I'm not an aromatherapy expert but I do enjoy burning oils and using them in my bath or to fragrance my skin and hair. One oil in particular comes to mind when I think stress relief and creating a happy environment and that oil is called *May Chang*. It's absolutely beautiful. It has a very sweet lemon scent almost like Lemon and Vanilla mixed together. I call it the happy oil because when ever I burn it I feel uplifted and happy. Customers really like it too. When I burn it at work I always get people asking me what the smell is and because I always talk it up it is our number one selling oil. Give it a go! 

P.s I just visited a site that said it is safe to use after the first 4 months of pregnancy.

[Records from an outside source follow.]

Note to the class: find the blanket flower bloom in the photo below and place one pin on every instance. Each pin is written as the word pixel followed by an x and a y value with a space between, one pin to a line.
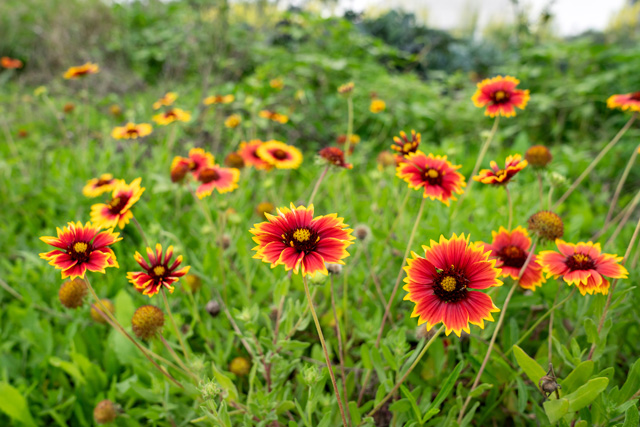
pixel 497 176
pixel 172 115
pixel 500 96
pixel 224 180
pixel 510 249
pixel 583 265
pixel 131 131
pixel 118 210
pixel 81 248
pixel 158 273
pixel 625 102
pixel 444 284
pixel 280 155
pixel 168 99
pixel 97 186
pixel 297 240
pixel 438 176
pixel 81 71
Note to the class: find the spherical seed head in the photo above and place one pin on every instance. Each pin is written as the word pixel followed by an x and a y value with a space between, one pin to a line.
pixel 147 321
pixel 264 207
pixel 213 308
pixel 72 293
pixel 193 283
pixel 97 317
pixel 538 156
pixel 105 412
pixel 240 366
pixel 362 232
pixel 547 225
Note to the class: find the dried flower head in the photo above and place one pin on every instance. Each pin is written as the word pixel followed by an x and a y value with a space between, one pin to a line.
pixel 147 321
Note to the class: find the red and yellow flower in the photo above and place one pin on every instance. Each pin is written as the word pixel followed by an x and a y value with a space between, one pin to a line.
pixel 500 96
pixel 172 115
pixel 625 102
pixel 280 155
pixel 496 176
pixel 81 248
pixel 81 71
pixel 132 131
pixel 249 153
pixel 118 210
pixel 334 156
pixel 583 265
pixel 224 180
pixel 218 99
pixel 10 63
pixel 444 284
pixel 168 99
pixel 297 240
pixel 438 176
pixel 159 272
pixel 273 116
pixel 98 186
pixel 510 249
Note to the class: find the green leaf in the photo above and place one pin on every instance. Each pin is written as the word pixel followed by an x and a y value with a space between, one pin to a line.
pixel 556 409
pixel 530 367
pixel 14 404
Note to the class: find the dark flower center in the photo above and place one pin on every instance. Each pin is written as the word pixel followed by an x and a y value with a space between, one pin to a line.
pixel 450 285
pixel 80 251
pixel 301 239
pixel 512 256
pixel 580 262
pixel 117 204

Maybe do a bit more research and see what your book has to say about it.


----------



## redambition (Apr 6, 2007)

oooh - that's a new one to me 
	

	
	
		
		

		
		
	


	




 it's not in the book i'm re-reading (the copy i have is an old edition.. the new one is on it's way to me). 

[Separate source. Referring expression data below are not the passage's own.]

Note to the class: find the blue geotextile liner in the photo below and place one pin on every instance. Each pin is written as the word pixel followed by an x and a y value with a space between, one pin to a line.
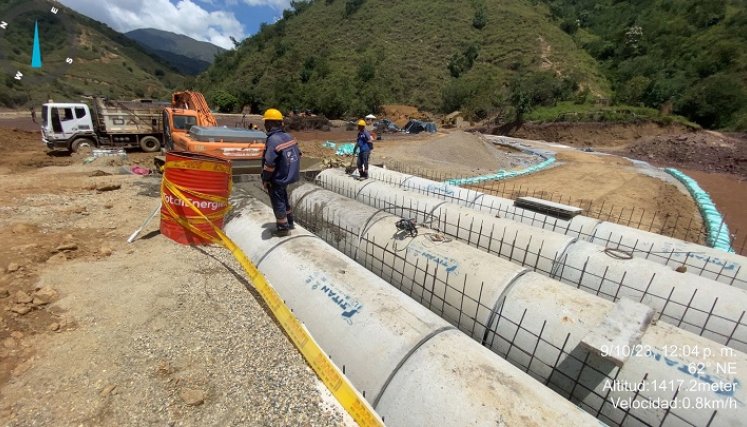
pixel 718 232
pixel 502 174
pixel 345 149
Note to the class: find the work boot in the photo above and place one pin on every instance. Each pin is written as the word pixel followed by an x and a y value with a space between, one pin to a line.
pixel 282 230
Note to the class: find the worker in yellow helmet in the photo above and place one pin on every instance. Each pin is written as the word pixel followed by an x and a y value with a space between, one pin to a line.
pixel 281 165
pixel 363 147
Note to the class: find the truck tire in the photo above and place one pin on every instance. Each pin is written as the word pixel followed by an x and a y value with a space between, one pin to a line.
pixel 150 144
pixel 82 145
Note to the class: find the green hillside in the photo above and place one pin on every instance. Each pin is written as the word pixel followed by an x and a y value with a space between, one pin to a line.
pixel 185 54
pixel 106 62
pixel 690 55
pixel 345 57
pixel 341 57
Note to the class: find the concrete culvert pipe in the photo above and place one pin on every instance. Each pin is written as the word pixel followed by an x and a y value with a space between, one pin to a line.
pixel 695 303
pixel 529 245
pixel 701 260
pixel 375 334
pixel 539 324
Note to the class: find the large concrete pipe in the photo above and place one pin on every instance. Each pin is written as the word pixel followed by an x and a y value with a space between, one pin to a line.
pixel 694 303
pixel 374 333
pixel 701 260
pixel 539 324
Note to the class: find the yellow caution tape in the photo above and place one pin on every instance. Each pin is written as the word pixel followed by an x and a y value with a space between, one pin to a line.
pixel 328 373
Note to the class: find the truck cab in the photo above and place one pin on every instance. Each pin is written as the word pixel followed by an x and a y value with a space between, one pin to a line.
pixel 67 126
pixel 122 124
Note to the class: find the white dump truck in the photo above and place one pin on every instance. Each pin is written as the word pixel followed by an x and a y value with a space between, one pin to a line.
pixel 103 123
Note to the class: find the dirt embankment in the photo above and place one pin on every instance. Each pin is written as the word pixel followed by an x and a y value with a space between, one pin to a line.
pixel 703 151
pixel 612 189
pixel 595 134
pixel 95 331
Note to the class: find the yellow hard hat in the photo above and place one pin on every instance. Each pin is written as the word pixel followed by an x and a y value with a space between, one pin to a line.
pixel 272 114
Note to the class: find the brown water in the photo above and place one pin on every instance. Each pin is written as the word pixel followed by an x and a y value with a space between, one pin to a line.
pixel 729 193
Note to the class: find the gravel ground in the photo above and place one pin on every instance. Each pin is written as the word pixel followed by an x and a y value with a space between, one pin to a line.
pixel 152 333
pixel 153 325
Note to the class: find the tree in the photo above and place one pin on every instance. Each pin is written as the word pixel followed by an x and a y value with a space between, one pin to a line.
pixel 713 101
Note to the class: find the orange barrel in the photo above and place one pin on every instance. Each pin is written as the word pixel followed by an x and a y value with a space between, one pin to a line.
pixel 203 180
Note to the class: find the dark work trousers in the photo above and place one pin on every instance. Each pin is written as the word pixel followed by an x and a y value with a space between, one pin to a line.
pixel 363 164
pixel 281 206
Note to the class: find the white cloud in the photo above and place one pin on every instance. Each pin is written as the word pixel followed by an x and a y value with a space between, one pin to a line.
pixel 275 4
pixel 183 17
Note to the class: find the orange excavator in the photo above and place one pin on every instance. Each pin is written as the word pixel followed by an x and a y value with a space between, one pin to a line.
pixel 188 125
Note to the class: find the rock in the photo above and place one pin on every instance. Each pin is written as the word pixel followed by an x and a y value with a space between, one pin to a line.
pixel 66 247
pixel 20 309
pixel 192 397
pixel 44 296
pixel 58 258
pixel 108 390
pixel 23 298
pixel 21 229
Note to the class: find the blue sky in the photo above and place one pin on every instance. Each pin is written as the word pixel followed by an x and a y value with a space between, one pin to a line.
pixel 214 21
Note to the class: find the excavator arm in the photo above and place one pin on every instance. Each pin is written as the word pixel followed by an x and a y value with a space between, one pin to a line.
pixel 195 101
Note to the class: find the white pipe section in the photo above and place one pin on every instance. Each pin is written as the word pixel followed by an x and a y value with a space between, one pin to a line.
pixel 694 303
pixel 374 334
pixel 534 322
pixel 701 260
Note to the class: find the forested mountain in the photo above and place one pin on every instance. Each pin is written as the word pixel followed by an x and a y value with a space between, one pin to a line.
pixel 345 57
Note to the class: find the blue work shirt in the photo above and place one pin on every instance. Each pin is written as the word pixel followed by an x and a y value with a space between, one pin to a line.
pixel 282 158
pixel 363 141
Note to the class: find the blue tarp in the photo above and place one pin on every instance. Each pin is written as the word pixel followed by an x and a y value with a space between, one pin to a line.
pixel 345 149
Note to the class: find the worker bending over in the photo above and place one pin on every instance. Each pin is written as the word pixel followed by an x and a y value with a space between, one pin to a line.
pixel 281 164
pixel 363 146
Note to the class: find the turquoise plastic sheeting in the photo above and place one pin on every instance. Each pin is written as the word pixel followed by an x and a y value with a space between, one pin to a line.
pixel 345 149
pixel 502 174
pixel 718 233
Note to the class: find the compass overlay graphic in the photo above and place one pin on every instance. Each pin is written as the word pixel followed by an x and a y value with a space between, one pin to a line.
pixel 37 42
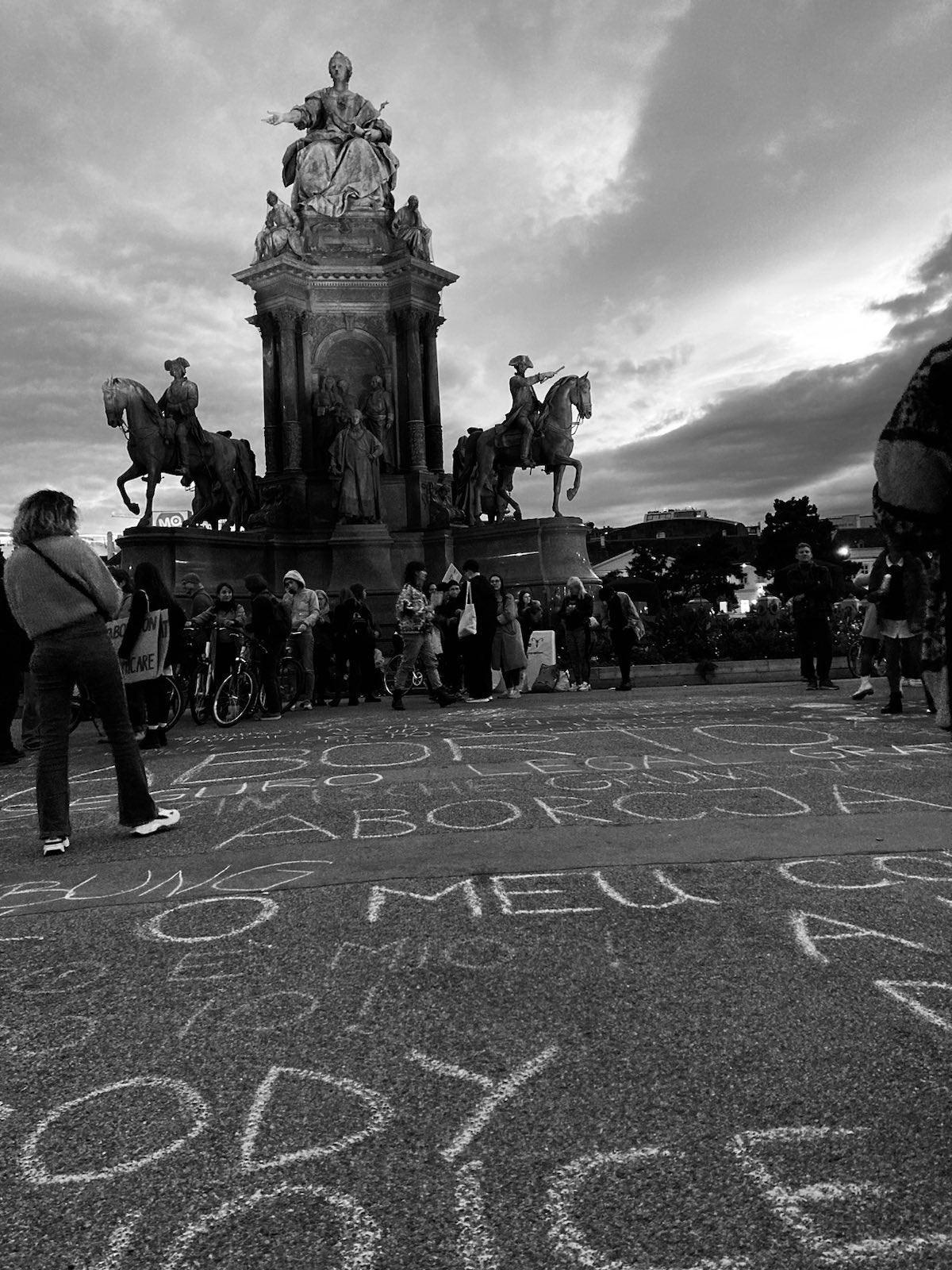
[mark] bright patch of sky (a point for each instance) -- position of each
(734, 215)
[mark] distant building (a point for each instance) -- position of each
(674, 527)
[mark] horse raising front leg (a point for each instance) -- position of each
(130, 474)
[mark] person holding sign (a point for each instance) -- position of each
(150, 596)
(61, 595)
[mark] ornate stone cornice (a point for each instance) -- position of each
(287, 317)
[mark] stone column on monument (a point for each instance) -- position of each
(435, 425)
(287, 319)
(272, 425)
(409, 321)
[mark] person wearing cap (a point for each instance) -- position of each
(526, 406)
(305, 609)
(194, 590)
(262, 624)
(806, 587)
(178, 404)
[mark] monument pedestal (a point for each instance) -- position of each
(539, 554)
(361, 552)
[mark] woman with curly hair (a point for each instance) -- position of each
(63, 595)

i can't find any info contra-ing the use during pregnancy as of yet, but i have found a warning not to use it on children as it's a stimulant. (but this goes for any oil with stimulant properties - a no no for children).

thank you - this one looks like one that i am going to have to try! I'll try and confirm if it's safe for pregnant women before i take it to work though.


----------



## lara (Apr 9, 2007)

Try some neroli - it's considered safe when not used topically, and it's a lovely refreshing smell that is neither overtly feminine nor super-sweet.


----------



## redambition (Apr 9, 2007)

thanks lara - neroli is lovely. i quite like it (hope everyone at work does too now... hah!)

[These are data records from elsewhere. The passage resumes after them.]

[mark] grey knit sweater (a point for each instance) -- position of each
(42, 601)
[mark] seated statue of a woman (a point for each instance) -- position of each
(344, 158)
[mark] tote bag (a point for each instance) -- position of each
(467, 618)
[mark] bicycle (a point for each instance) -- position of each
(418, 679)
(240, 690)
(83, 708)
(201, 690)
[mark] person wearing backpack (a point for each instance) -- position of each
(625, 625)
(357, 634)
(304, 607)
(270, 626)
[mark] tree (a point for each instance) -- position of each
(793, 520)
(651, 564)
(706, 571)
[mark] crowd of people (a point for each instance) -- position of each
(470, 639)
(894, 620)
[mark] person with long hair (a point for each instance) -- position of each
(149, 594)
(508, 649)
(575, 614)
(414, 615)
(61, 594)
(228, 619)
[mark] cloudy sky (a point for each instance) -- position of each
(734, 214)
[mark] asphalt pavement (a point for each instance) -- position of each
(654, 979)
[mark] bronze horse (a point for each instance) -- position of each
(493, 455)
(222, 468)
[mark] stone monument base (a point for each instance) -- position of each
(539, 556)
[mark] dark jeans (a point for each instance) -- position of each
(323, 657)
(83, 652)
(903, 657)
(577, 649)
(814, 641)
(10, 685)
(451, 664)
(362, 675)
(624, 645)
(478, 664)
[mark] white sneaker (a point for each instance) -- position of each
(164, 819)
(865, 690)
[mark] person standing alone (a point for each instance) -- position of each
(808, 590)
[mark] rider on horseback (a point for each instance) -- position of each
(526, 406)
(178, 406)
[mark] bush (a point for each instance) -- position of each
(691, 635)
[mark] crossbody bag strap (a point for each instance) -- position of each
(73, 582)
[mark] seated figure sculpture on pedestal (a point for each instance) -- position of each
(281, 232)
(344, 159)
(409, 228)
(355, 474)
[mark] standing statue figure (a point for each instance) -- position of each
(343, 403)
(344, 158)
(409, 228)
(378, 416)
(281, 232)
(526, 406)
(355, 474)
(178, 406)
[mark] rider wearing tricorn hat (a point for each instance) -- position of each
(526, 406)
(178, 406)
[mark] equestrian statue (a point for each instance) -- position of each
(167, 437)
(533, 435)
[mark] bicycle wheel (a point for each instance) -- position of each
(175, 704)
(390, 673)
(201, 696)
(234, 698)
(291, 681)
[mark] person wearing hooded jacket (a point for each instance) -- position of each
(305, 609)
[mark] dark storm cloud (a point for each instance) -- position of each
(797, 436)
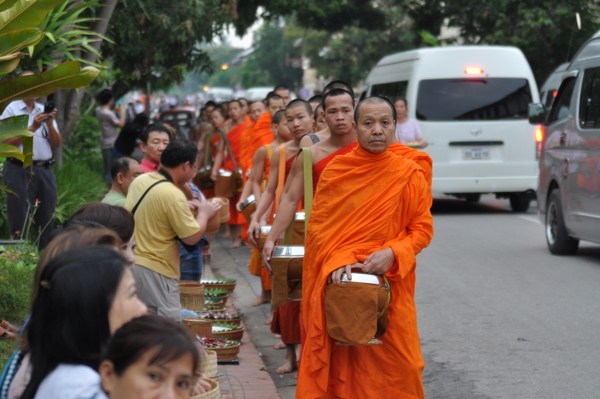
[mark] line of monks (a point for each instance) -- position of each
(369, 211)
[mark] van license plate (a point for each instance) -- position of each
(476, 153)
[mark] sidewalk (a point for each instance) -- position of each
(255, 376)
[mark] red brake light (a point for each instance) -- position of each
(473, 70)
(539, 133)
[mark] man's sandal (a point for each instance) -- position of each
(7, 326)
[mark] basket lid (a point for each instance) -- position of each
(292, 251)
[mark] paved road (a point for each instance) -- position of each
(499, 317)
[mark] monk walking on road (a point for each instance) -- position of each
(368, 206)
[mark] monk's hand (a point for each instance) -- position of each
(253, 232)
(267, 252)
(379, 262)
(336, 275)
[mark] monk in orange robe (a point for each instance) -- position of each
(230, 161)
(260, 134)
(368, 207)
(258, 174)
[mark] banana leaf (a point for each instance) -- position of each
(25, 14)
(16, 126)
(13, 41)
(67, 75)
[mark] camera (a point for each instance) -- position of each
(49, 106)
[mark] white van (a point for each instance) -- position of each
(471, 105)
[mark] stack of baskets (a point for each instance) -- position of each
(191, 295)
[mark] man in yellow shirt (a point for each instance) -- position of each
(162, 215)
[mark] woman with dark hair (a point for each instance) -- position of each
(149, 357)
(115, 218)
(125, 143)
(407, 130)
(84, 296)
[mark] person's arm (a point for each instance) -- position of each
(206, 210)
(287, 207)
(266, 199)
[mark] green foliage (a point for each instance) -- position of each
(17, 266)
(66, 35)
(273, 44)
(156, 42)
(80, 179)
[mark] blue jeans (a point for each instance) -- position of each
(190, 264)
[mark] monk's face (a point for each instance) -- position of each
(299, 122)
(256, 110)
(235, 111)
(339, 114)
(282, 131)
(285, 94)
(375, 128)
(274, 106)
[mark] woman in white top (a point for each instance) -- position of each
(407, 130)
(84, 296)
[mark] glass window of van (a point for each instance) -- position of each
(589, 103)
(562, 103)
(390, 90)
(473, 99)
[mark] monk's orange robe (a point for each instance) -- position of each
(364, 203)
(320, 166)
(253, 139)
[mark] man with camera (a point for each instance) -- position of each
(32, 191)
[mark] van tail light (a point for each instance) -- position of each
(539, 139)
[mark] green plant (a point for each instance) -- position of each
(77, 184)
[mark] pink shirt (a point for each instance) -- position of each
(148, 166)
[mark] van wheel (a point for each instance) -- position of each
(520, 202)
(559, 242)
(472, 198)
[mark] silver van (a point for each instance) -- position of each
(569, 183)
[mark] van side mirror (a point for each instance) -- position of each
(536, 113)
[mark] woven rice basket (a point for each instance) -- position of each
(208, 364)
(214, 393)
(235, 321)
(235, 335)
(227, 353)
(191, 295)
(229, 286)
(197, 326)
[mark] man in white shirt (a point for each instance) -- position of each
(32, 190)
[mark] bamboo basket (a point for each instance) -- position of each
(212, 226)
(214, 393)
(208, 364)
(197, 326)
(234, 335)
(229, 286)
(191, 295)
(227, 353)
(235, 321)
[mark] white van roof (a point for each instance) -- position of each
(451, 62)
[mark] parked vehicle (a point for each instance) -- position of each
(471, 105)
(569, 184)
(183, 119)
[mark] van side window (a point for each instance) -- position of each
(562, 102)
(390, 90)
(589, 102)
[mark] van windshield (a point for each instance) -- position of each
(473, 99)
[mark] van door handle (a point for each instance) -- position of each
(563, 138)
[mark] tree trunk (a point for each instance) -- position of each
(75, 97)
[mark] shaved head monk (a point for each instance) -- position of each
(367, 207)
(339, 114)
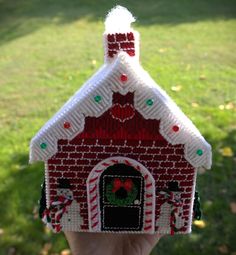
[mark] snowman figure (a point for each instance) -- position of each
(70, 219)
(171, 207)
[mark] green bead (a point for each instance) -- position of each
(199, 152)
(149, 102)
(43, 146)
(97, 98)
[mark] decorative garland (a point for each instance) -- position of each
(61, 203)
(128, 185)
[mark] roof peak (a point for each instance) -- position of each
(118, 20)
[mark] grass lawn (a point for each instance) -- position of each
(48, 49)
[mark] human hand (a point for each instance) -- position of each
(111, 244)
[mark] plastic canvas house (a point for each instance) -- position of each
(120, 156)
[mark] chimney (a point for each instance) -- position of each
(119, 36)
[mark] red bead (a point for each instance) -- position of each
(175, 128)
(66, 125)
(123, 77)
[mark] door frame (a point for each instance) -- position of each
(93, 196)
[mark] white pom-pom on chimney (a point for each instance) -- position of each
(119, 36)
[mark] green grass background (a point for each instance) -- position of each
(48, 49)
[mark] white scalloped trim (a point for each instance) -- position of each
(104, 83)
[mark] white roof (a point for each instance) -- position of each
(104, 83)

aside note - i found may chang in my a-z 
	

	
	
		
		

		
		
	


	




 it was in there under it's latin name - litsea cubeba.


----------



## GreekChick (Apr 11, 2007)

If you`d like to incorporate aromatherapy into skincare, then you should look into the Decleor skincare. They have all kinds of essential oils that target specific skintypes ( for example, I am currently using the Ylang Ylang Aromessence oil in the morning (2-3 drops will do) under my moisturiser, and the Ylang Ylang Night Balm before I go to bed). I have combination/oily skin and Ylang Ylang is good at purifying and balancing skin. My skin has become normal and my pimples and old acne scars have cleared up. It seems counterintuitive to fight oils with oils but it really does work!!! And it smells so amazing! It really helps to calm you at night. The smells vary. For dry skin, there's the Neroli oil, For mature skin, the Iris oil, and for sensitive skin, The Rose D'Orient. 
You should take a look at their website, the ingredients are 100% natural and the oils are 100% pure.
www.decleor.com


----------



## ledonatella (May 26, 2007)

I work for Aveda and I just took a few Aromaology courses and have lots of info on it in case you have any questains on certain oils, etc.


----------